Whilst on my first placement in the endoscopy and treatment unit, there is a small but extremely busy ward. Patients went to the ward to recover from procedures. Following these procedures observations were routinely carried out, Temperature, blood pressure, pulse and respirations were routinely done.
When the patients procedure was over observations were carried out at 15 minute intervals for the first hour, they were taken at these intervals so that if any sudden change occurred there was a possibility something might have gone wrong as a sudden drop in blood pressure can mean internal bleeding. My first blood pressure recording was using a sphygmomanometer the patient was recovering after a procedure taken place and had been sitting comfortably for 15 minutes. I introduced my self that I was a student nurse and explained that I needed to take a recording of their blood pressure and could I do so I gained permission and asked if they had had this procedure done before to which Mrs Smith (a pseudonym) said yes she had. I washed my hands to prevent any cross infection.
I followed the protocol for taking a manual blood pressure as suggested by Mallett and Dougherty (2000). I washed my hands and I removed any restrictive clothing, my patient was wearing a dressing gown as this can cause a false reading. I got the equipment making sure it was clean, and cleaned the ear pieces to prevent any cross infection (Wilson. 2001). I ensured the air was removed from the cuff. I located the brachial artery listened for a pulse I found this. I placed the cuff securely then I palpated the radial pulse and inflated the cuff until the radial pulse disappeared I noted this. I waited a minute asking the patient if she was comfortable. I inflated the cuff to around 20mmHg above the expected pressure. I made sure that I could see the column in front of me to avoid any mistakes and putting the patient through the procedure again so soon. I deflated the cuff at around 2mm per second, I listened out for the systolic pressure the first korotkoff phase. These can have many varying sounds from a thud to a swishing, to a muffled sound. I noted the first sound and waited for the second phase, korotkoff phase 5 to disappear and noted the recording which was 140/70 mmHg I told the patient what the reading was and documented it on her care plan.
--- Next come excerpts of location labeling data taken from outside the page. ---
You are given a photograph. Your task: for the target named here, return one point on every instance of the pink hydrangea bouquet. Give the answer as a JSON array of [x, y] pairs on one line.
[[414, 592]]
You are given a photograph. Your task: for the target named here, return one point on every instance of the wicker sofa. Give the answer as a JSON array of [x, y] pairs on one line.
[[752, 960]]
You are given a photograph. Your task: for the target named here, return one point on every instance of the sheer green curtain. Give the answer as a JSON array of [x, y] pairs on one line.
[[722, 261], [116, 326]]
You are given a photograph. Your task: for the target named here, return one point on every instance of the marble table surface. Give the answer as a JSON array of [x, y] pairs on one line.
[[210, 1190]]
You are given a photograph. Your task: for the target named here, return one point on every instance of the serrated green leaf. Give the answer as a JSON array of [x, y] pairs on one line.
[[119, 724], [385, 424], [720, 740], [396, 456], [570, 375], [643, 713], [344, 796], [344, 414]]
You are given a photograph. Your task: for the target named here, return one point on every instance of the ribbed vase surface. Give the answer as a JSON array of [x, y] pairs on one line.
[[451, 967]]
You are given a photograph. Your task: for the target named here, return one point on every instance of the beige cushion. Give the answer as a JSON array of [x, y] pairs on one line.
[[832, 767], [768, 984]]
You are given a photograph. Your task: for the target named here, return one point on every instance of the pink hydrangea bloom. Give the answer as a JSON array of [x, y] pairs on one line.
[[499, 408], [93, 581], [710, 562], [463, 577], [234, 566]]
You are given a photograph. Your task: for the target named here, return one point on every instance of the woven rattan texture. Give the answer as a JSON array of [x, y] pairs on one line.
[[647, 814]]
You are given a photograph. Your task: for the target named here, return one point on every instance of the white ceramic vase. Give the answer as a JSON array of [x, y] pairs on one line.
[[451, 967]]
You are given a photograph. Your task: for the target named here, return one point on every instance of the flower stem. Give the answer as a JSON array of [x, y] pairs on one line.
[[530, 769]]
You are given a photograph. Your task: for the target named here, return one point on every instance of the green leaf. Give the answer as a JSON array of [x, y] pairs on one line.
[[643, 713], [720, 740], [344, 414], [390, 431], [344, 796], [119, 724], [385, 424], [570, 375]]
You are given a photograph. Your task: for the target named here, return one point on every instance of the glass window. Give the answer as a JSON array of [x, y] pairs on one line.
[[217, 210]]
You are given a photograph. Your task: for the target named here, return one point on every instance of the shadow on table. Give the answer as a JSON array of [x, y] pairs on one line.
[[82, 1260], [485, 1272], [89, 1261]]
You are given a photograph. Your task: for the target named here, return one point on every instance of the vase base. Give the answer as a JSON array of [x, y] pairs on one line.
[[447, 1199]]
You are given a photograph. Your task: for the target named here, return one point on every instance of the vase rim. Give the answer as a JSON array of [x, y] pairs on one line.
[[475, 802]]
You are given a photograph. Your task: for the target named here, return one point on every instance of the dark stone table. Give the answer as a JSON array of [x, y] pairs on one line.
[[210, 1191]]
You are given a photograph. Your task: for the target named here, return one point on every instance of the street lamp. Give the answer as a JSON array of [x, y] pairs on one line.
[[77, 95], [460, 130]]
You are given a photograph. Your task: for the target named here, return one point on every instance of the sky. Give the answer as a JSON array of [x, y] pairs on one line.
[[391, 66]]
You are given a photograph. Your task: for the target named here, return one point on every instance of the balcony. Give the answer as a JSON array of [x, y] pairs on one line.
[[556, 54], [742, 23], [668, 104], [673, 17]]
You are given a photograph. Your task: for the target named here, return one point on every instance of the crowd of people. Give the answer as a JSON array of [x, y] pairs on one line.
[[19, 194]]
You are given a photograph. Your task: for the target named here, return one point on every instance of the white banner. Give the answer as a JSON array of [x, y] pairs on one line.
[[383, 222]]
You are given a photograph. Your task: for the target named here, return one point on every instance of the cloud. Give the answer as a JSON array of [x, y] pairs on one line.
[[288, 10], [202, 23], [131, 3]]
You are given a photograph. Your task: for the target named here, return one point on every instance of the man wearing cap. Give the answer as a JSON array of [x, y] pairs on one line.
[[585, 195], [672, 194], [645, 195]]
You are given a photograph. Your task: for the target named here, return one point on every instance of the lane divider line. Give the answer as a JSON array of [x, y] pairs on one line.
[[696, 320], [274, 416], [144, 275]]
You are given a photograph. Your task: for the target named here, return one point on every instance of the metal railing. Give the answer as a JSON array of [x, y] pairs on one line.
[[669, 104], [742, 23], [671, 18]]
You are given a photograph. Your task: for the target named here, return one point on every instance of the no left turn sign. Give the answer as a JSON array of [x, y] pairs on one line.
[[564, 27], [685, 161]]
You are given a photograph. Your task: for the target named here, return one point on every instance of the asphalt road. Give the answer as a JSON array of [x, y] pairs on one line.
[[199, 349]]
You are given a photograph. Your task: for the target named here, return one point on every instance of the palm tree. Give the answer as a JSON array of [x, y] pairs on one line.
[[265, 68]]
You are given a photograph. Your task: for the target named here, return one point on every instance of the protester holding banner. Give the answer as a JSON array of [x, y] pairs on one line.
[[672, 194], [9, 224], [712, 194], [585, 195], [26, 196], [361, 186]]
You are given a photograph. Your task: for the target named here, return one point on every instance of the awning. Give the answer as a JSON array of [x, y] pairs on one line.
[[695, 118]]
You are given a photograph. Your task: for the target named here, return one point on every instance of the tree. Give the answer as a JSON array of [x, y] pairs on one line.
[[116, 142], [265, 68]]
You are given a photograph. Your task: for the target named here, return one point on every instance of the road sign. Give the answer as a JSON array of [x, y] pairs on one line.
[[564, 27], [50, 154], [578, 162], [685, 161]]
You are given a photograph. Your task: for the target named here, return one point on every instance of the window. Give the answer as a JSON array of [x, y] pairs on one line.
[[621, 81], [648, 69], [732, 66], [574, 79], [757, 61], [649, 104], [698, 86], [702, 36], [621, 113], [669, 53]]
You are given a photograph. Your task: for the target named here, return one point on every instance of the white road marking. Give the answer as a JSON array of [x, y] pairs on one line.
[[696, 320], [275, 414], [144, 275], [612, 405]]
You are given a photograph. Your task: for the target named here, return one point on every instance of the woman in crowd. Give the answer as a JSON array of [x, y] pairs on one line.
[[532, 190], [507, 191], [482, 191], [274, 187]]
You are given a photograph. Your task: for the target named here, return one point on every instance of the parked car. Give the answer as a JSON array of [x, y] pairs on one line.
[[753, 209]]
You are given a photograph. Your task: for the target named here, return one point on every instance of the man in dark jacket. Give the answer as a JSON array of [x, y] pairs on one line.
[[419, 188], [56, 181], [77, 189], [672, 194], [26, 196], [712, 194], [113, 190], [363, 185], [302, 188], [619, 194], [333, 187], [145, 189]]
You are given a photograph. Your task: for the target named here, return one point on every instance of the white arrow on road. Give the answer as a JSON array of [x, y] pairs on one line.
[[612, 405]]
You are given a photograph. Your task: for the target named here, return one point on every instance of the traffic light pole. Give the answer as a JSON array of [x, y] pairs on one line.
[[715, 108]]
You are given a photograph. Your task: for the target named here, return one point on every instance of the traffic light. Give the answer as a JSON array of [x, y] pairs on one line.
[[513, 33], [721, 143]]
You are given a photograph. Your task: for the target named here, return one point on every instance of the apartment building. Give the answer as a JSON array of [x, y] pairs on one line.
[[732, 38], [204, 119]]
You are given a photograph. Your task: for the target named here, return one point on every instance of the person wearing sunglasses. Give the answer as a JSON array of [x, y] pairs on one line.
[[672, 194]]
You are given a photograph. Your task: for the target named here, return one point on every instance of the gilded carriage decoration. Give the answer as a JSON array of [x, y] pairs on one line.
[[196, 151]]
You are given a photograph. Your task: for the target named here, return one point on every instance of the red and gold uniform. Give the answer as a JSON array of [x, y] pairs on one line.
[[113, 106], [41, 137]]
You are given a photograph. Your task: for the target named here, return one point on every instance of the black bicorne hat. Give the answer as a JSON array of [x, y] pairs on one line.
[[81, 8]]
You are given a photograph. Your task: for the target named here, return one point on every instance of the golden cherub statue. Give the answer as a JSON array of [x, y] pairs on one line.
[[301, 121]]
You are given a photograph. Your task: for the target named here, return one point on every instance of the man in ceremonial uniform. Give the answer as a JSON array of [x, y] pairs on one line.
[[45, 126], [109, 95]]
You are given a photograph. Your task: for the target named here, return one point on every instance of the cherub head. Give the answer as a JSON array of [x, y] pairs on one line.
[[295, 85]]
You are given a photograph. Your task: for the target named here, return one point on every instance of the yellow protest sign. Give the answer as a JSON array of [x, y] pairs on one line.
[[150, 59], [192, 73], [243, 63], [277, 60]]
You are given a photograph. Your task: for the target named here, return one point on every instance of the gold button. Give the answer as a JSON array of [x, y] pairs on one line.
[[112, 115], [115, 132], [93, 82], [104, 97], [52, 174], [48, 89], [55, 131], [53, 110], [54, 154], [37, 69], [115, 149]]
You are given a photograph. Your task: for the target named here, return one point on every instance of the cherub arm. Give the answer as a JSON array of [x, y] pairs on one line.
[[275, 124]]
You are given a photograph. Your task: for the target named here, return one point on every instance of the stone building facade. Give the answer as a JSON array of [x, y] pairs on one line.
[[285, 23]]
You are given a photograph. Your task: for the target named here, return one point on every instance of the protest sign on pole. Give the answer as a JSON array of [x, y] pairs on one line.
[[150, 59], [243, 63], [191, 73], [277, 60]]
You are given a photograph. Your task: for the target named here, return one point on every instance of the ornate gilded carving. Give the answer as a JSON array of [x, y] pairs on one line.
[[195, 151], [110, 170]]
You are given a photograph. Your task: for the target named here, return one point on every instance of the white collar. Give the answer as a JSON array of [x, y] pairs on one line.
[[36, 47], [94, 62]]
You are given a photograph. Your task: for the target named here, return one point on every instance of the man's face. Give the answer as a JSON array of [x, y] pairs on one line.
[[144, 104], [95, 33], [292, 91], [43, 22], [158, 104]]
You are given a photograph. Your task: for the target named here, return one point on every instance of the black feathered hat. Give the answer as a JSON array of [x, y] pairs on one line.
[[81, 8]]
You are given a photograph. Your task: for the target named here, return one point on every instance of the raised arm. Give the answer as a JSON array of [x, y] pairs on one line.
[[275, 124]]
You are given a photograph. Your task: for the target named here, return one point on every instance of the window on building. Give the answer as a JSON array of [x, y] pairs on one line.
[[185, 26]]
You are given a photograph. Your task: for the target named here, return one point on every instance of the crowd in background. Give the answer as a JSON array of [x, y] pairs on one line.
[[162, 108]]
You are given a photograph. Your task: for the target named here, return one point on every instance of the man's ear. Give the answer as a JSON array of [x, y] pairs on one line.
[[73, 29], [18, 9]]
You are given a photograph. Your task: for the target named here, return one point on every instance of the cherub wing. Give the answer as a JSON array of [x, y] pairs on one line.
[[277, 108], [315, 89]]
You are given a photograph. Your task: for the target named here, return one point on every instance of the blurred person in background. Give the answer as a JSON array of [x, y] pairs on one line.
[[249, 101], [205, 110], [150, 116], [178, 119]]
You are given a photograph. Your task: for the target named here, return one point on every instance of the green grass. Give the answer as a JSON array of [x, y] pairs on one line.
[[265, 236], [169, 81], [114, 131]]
Throughout this procedure you have to really concentrate and make sure no interruptions can take place as you can miss the korotkoff sounds. I actually couldn’t get the first korotkoff sounds on my first attempt so I explained to the patient and gained permission again to take the recording. To which she agreed, I felt self-conscious and nervous as I had missed the first korotkoff sounds but very pleased when I did manage to get the recording a second time. Having an underpinning knowledge in the procedure for taking blood pressure helps to understand the theory behind the practice.
To conclude my essay the skill of recording blood pressure is a vital one for the nurse, as we can not always rely on having electronic equipment to hand. I also gained that if different circumstances can have an effect on the pressure reading. I feel I have gained a learning skill I was quite worried about this skill but practice makes easier. The more blood pressure recordings I took me soon realised that no two patients were the same. I also learned that different factors can affect blood pressure, from the patient rushing in late for his appointment which can lead to elevated blood pressure. It has also given me a lot of confidence in myself and confidence with the patients I care for.